As part of the Treaty of Lisbon, the European Union adopted a legislative veto mechanism which grants the European Parliament and the Council of the European Union independent authority to revoke delegations to the European Commission or to override elements of the Commission's “delegated acts.” This article provides a functional assessment of this new provision—Article 290 of the Treaty on the Functioning of Europe—as a basis for evaluating the way in which it alters the grounds of the legitimacy of secondary legislation in the EU. The article argues that Article 290 does little to augment the claim that secondary legislation reflects the views of the Parliament or Council, and ironically may increase the capacity of interest groups to shape the content of the Commission's secondary legislation.
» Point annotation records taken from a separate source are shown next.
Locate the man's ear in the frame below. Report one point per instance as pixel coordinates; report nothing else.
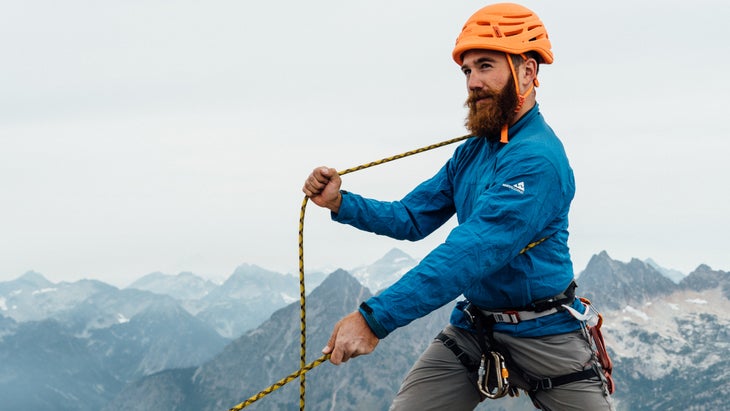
(529, 72)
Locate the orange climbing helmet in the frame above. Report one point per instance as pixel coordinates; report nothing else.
(506, 27)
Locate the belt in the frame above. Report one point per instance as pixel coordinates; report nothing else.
(537, 309)
(515, 317)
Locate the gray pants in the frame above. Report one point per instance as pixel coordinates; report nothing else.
(439, 381)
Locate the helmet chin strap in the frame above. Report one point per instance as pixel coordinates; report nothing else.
(504, 138)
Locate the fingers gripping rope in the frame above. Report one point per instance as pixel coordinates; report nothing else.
(303, 366)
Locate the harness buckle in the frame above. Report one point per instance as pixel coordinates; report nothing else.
(509, 317)
(493, 377)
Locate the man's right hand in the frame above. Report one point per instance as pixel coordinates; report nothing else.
(323, 188)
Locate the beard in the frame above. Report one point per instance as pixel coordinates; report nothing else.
(488, 118)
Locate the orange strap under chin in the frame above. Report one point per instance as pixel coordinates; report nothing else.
(504, 138)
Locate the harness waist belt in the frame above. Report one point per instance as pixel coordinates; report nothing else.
(514, 317)
(537, 309)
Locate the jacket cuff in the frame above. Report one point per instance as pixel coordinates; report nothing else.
(373, 323)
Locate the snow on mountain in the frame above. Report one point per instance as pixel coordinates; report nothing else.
(384, 271)
(184, 286)
(672, 274)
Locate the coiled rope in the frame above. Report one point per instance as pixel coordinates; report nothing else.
(303, 366)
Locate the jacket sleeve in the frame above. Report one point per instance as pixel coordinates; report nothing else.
(526, 195)
(417, 215)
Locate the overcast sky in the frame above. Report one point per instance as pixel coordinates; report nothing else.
(143, 136)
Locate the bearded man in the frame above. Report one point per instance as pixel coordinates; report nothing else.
(510, 187)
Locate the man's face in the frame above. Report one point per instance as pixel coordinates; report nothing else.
(492, 97)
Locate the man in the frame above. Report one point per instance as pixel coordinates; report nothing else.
(510, 187)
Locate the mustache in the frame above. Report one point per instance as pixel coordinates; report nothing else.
(475, 96)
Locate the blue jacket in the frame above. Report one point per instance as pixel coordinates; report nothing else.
(505, 196)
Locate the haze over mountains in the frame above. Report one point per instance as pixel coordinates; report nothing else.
(184, 343)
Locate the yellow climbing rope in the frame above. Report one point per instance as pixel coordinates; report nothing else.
(303, 366)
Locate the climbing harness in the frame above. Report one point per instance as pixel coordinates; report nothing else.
(303, 366)
(492, 373)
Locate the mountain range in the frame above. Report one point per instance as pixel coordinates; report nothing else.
(185, 343)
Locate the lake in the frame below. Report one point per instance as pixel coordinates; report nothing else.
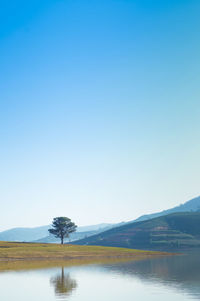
(169, 278)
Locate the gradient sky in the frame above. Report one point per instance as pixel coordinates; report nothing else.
(99, 109)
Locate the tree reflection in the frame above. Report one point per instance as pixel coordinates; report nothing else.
(63, 284)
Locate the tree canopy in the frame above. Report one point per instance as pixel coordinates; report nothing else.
(62, 227)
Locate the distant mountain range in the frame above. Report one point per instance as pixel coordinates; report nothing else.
(190, 206)
(88, 234)
(169, 232)
(41, 234)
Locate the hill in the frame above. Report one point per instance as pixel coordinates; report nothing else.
(170, 232)
(192, 205)
(41, 234)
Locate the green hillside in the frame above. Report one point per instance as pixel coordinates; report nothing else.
(175, 231)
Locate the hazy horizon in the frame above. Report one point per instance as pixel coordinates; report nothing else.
(99, 109)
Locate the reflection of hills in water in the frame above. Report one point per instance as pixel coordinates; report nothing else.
(63, 284)
(180, 272)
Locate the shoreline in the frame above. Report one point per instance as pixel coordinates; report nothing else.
(24, 252)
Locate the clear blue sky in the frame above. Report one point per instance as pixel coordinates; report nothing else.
(99, 109)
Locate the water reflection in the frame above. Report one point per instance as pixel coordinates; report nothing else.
(63, 284)
(181, 272)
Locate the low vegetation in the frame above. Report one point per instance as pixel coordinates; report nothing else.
(11, 251)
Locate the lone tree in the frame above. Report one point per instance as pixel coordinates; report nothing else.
(62, 227)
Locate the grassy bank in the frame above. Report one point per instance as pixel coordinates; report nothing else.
(11, 251)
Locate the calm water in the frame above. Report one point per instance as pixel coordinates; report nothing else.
(170, 278)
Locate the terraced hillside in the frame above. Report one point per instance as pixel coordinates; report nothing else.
(175, 231)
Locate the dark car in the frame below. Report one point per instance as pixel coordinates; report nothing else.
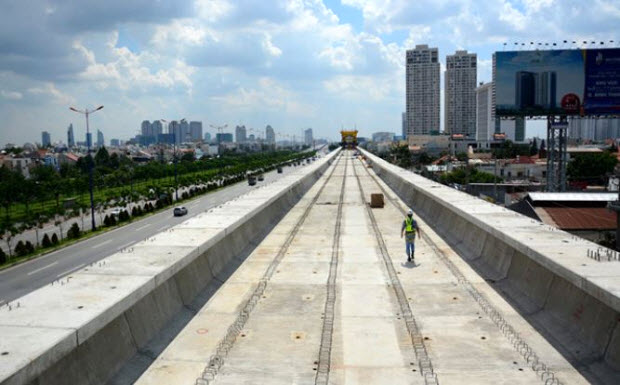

Because the costs of collective action to formally override Commission acts are high for Parliament, principles of political economy predict that the members of Parliament will prefer individual negotiation with the Commission for concessions. Decades of experience with a legislative veto in the United States provide support for this theoretical prediction that a legislative veto's primary impact in a system of separated powers is to augment negotiations between committees and even individual legislators with executive rule-makers. Yet these often non-transparent negotiations do not represent the Parliament as an institution, and thus do little to enhance the “parliamentary” legitimacy of the Commission's delegated acts. Article 290's legislative veto also supplants Member States' prior gatekeeping role in the Commission's processes for developing secondary legislation. As a result, this article exposes that with the adoption of Article 290, the primary grounds for the legitimacy of secondary legislation in the European Union—and for the project of EU administrative law—are technocratic and procedural.